星曆52年水舞之月46日,魔皇歸來的消息正式公布,天空之城奧克維爾為之沸騰,盡管當年的懷春少女都已經是皺皮老太婆,還是免不了向孫女吹噓“我當初在奧法之眼……”如何如何。


    之後,就是緊鑼密鼓的籌備工作,眾所矚目的種族複興會議。財大氣粗的師生們有心把這場會議辦得隆重無比,讓應邀前來的賓客好好見識何謂萬國風采。

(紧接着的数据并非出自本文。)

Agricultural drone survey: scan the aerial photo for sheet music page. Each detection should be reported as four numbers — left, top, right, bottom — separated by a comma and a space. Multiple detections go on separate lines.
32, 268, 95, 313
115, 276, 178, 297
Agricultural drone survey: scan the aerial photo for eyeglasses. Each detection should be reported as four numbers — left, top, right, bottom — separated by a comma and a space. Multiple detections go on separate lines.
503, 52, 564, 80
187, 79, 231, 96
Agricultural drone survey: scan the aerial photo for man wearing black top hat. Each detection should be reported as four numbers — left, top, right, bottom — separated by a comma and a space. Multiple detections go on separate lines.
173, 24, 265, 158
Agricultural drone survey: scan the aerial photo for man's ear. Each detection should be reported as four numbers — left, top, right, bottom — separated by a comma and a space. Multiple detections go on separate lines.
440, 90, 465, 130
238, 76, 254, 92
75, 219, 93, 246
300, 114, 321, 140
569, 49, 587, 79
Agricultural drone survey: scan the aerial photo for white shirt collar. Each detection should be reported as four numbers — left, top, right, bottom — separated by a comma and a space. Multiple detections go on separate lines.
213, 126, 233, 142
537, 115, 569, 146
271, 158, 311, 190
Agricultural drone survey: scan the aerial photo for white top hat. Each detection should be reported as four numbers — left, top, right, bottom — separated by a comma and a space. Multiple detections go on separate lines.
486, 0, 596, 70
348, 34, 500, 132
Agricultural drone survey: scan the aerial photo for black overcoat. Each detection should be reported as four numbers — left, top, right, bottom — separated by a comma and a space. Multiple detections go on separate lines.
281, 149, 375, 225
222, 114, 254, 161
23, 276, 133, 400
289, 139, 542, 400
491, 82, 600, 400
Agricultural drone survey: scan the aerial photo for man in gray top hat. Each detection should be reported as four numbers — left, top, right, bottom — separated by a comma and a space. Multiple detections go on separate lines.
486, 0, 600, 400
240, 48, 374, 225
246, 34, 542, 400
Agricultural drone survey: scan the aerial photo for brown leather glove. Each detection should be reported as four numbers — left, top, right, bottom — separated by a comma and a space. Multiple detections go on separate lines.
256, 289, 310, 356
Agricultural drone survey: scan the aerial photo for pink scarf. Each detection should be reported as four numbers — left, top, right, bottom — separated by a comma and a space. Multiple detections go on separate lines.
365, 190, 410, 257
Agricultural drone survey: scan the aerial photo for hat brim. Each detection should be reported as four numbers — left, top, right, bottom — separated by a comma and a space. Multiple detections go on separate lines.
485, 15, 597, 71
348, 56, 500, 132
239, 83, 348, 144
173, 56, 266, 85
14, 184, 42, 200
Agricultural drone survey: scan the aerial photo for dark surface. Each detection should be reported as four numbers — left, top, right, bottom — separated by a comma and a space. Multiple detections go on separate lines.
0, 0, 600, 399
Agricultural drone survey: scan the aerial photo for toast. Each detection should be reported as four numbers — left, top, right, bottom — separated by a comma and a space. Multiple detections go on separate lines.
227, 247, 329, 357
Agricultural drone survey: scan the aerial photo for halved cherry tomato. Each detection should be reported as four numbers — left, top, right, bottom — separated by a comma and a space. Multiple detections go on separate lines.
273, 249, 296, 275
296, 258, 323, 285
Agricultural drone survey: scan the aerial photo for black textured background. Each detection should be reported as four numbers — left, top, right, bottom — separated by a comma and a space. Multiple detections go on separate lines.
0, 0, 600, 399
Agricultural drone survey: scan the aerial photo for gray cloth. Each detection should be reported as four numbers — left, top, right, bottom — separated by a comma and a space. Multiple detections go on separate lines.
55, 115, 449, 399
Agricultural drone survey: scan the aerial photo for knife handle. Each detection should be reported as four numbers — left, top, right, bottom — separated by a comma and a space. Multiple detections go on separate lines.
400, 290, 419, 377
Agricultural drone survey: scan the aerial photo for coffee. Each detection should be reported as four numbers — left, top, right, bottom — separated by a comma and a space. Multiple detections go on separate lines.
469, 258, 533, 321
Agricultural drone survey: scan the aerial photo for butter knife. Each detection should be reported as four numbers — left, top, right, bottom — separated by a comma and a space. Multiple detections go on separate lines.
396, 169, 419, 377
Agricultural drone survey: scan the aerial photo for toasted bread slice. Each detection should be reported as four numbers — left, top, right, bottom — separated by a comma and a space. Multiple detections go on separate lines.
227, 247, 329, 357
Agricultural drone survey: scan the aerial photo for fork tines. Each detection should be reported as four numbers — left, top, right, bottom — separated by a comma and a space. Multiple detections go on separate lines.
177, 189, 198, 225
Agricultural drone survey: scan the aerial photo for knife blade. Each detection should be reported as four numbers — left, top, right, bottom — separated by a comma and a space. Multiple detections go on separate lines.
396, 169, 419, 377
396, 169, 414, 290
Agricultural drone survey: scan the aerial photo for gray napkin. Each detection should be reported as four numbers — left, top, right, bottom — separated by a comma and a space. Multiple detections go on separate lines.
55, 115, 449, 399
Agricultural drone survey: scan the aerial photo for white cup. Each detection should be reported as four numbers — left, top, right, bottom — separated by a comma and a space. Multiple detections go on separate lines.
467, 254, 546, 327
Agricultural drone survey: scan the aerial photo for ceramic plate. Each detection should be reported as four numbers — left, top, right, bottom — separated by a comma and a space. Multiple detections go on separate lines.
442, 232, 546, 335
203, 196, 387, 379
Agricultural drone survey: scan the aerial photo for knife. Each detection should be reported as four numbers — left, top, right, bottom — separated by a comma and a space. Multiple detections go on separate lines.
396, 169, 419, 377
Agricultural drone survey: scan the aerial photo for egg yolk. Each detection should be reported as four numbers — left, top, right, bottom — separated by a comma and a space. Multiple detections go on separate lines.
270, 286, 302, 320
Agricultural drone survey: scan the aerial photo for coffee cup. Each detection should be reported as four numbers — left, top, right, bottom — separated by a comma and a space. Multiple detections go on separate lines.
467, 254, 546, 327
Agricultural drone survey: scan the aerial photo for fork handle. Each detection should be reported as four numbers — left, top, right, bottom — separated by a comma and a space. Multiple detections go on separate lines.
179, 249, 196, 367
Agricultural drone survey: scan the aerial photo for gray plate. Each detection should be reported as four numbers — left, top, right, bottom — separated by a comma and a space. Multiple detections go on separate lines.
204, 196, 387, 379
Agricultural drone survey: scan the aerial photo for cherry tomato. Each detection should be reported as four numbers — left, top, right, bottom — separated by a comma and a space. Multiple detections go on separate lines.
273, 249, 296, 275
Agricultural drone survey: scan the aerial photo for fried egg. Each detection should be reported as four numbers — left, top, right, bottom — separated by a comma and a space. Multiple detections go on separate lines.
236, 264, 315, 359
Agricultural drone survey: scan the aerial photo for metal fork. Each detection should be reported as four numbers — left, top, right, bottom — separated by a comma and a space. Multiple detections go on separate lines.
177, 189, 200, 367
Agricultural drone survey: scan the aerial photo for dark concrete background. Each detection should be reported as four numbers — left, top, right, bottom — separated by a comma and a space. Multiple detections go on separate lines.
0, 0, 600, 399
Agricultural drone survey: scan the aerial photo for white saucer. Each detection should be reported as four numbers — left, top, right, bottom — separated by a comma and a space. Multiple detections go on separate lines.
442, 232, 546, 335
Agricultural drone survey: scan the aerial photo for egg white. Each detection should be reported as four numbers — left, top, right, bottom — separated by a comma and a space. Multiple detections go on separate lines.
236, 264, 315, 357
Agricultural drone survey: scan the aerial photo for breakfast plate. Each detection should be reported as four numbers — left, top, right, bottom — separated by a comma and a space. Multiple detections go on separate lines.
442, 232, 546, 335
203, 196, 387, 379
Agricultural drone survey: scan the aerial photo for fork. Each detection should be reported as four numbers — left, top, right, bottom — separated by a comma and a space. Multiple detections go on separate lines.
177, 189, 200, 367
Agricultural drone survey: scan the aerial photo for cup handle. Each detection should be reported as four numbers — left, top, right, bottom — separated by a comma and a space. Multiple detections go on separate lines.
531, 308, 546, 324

    這話並不誇張,看看那直刺雲霄的導向塔,瑰麗華美如一幢水晶宮殿,變幻莫測的元素之光為它披拂上一件彩色的紗衣,姿態高貴優雅的火烈鳥,溫順可愛的水鰩魚,輕盈曼妙的風鹿……各種元素生物乘著七彩的光之綢帶翩然落下。一些藍斯塔小魔精騎在上麵,他們來自一個魔力高度晶化的位麵。為了不讓這些亮晶晶的漂亮小東西被路人隨手揣進腰包,塔的看守可是費了大量的功夫一一登記備案,你不別牌子成了黑戶被抓隻有怪自己。然而當龍神殿下來視察,瞧見那些乖乖排隊的發亮物體,忍不住拿起一個、再拿起一個、又拿起一個……大家也隻好當作沒看到。

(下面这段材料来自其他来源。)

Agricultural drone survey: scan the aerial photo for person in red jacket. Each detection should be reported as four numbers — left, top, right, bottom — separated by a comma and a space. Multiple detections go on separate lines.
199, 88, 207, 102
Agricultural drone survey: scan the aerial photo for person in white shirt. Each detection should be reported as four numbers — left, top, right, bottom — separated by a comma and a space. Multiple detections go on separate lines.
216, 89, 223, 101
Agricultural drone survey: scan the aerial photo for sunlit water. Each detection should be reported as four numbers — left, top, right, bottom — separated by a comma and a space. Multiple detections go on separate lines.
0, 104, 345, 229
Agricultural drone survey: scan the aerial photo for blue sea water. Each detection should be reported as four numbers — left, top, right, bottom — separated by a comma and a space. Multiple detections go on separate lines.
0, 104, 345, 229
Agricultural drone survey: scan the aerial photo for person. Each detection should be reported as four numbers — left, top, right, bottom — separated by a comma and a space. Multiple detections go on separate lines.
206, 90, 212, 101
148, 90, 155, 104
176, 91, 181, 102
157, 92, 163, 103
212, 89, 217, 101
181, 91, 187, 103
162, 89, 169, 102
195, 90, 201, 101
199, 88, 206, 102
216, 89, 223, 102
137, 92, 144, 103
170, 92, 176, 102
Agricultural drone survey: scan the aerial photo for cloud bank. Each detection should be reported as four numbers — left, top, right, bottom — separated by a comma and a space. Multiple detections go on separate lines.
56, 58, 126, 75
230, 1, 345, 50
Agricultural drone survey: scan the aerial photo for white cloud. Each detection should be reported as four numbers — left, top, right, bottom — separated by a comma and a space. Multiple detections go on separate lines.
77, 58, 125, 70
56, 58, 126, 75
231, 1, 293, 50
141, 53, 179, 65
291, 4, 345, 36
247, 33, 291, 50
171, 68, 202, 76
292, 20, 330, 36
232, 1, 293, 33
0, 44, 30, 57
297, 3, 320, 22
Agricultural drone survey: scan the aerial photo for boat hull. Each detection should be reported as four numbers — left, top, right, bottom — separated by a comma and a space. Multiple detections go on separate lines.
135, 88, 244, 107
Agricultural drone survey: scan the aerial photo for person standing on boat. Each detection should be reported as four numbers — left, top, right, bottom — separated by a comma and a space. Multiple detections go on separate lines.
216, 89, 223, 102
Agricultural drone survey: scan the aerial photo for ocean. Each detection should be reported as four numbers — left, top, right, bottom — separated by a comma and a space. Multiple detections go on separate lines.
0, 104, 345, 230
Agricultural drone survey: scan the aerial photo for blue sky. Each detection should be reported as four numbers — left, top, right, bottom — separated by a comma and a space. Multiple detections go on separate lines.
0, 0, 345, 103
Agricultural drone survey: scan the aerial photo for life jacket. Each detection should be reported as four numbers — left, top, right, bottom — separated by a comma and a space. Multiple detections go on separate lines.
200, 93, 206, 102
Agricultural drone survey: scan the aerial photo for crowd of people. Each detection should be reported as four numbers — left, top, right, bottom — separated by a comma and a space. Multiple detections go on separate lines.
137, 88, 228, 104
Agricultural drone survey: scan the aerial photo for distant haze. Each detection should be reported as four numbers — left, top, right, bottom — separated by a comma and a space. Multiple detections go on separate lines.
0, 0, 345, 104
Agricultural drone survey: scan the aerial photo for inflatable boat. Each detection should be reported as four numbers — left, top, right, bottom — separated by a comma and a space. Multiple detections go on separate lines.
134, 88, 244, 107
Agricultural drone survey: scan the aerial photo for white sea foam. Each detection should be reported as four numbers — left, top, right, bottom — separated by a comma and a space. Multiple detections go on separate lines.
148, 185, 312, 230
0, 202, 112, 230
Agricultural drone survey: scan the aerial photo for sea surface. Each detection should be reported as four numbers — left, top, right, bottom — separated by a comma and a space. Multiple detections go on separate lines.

    救世主魔皇陛下走過,徑自上樓,財迷心竅的古代龍連忙拋下足足十隻小魔精,尾隨而去。在場的眾人不約而同地鬆了口氣,感謝兩袖清風以身作則的前校長大人。


    透過通體晶瑩的塔身,繁華熱鬧的市容一覽無遺。


    遠處飄著朵朵浮雲,天藍得通透明朗,一條條繽紛的彩虹穿梭交錯,是騎著掃帚的飛球隊學生在抹魔法噴漆,不時拋灑鮮花,爆兩朵禮花,玩幾個精彩眩目的特技引來陣陣歡呼。騎乘各式各樣騎獸的異界來客饒富興味地觀賞,更多的次元門和移動方陣連連閃動著藍輝。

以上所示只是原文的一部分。